The belugas showed up in full force. Berg called it “beluga soup,” thousands of beluga whales in the Seal River estuary with “great vocalisations and playing” and “boat following” behaviour that got guests leaning over the Zodiac rails.

Guests viewing beluga whales at Seal River Heritage Lodge. Shayna Plett photo.

Guests viewing beluga whales on a Zodiac tour at Seal River Heritage Lodge. Shayna Plett photo.

The bird watchers also got their money’s worth. The current group has “four major birders and one that’s super knowledgeable to the point that they’re teaching us a thing or two,” said Berg. They spent extra time with Hudson Bay godwits, whimbrels, sandhill cranes, and Arctic terns.

Churchill Wild guide holding out his arm with Arctic tern flying close by.

Churchill wild guide Luke Kolla attracting the Arctic terns. Gordon Money photo.

Other wildlife popped up too. “We saw a bunch of Arctic hares this year,” said Berg. “Plus the usual sik-siks (Arctic ground squirrels) and one memorable scout wolf that crossed the ridge and kept going.”

Guest satisfaction was off the charts.

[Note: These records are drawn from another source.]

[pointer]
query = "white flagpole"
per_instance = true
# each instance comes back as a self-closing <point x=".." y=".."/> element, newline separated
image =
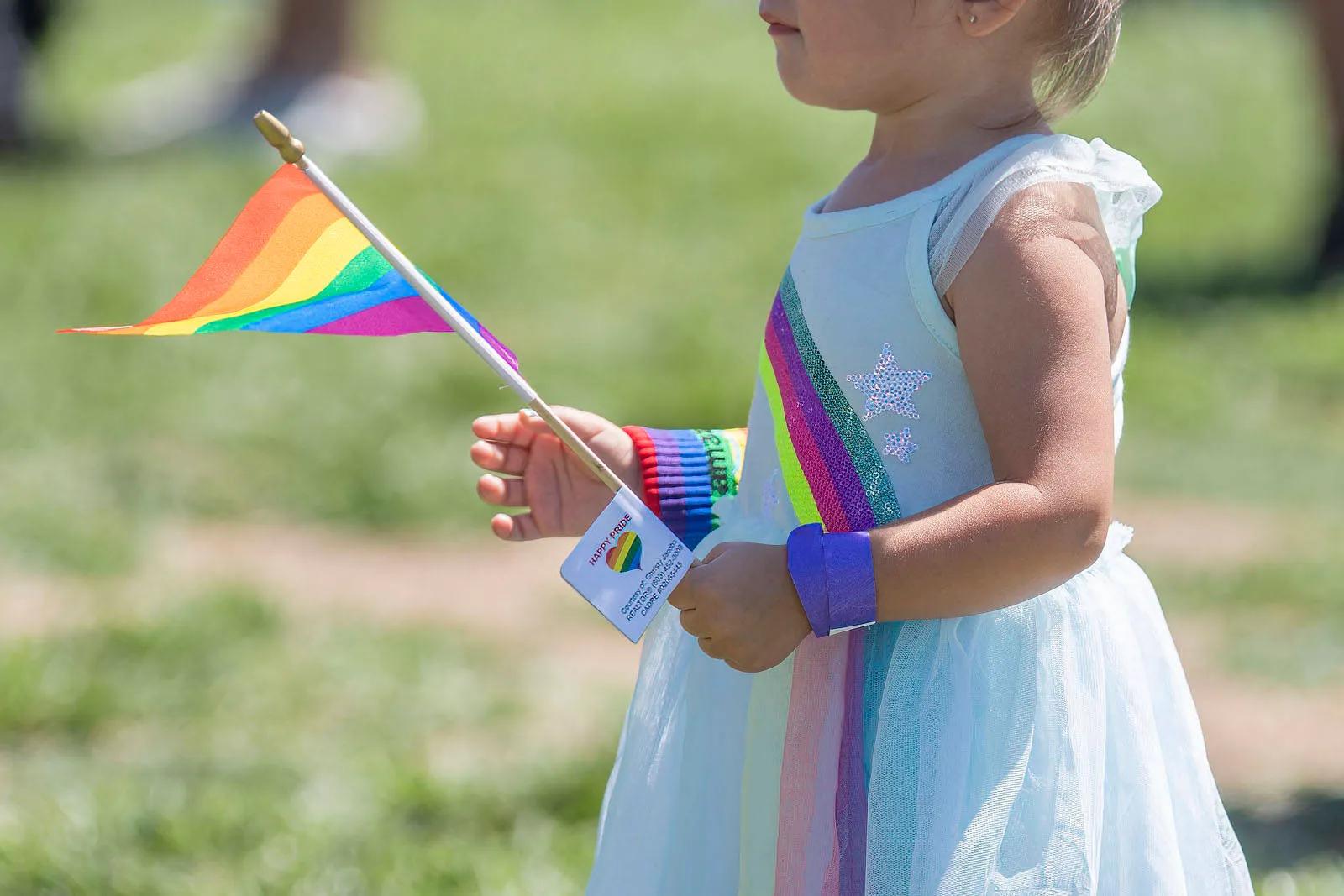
<point x="292" y="150"/>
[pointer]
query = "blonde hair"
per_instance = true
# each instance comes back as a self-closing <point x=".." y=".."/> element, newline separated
<point x="1077" y="54"/>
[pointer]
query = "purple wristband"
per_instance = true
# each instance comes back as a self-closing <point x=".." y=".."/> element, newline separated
<point x="851" y="589"/>
<point x="806" y="569"/>
<point x="833" y="577"/>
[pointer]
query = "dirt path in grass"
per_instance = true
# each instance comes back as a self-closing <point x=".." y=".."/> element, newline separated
<point x="1265" y="739"/>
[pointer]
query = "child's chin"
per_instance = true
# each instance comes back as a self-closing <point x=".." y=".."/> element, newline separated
<point x="808" y="92"/>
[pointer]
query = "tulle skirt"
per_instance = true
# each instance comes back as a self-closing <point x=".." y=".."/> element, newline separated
<point x="1046" y="748"/>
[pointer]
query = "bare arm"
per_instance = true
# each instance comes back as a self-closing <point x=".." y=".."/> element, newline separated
<point x="1035" y="309"/>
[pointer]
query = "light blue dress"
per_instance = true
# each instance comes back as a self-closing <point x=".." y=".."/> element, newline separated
<point x="1047" y="748"/>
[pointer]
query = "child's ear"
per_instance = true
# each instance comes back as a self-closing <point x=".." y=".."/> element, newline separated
<point x="980" y="18"/>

During the final slideshow, one guest stood up in front of everyone, staff and guests. Speaking for himself, his wife, and hopefully everyone else in the group, he said the trip was “one of the best trips that they’ve been on” and they’d been travelling to places like Antarctica and Africa.

“The guests have been smiling and cheering and having a great time,” said Berg. “They don’t want to get back on the plane to go home. Every time they leave, they’re like, ‘we don’t want to go.”

Berg’s girlfriend Mercedes will join him at season’s end for Churchill Wild training. His jump from accountant to Arctic guide just feels right. “It’s been incredible,” he said about his first weeks with the polar bears.

Taking a photo of a guest laying in the fireweed at Seal River Heritage Lodge. Johnny Berg photo.

Fireweed fun. Johnny Berg photo.

The early fireweed is still putting on its show across the tundra, and the polar bears are doing what they’ve done for thousands of years along the Hudson Bay coast. Seal River Heritage Lodge remains the only place on earth where you can safely walk with polar bears on their turf, thanks to Churchill Wild’s three-guide safety system developed over five decades. This summer’s team includes head guide Boomer Jerritt, second guide Luke Kolla, and the newest team member, Johnny.

The Birds, Bears & Belugas safari season runs until August 22 this year, and the polar bears will be hunting beluga whales throughout the season, you just have to be lucky enough to catch them doing it. But each new group has a chance to get their own version of Berg’s sparring bears and purple fireweed, moments that turn accountants into guides, and remind everyone that…

Some things just can’t be replicated anywhere else.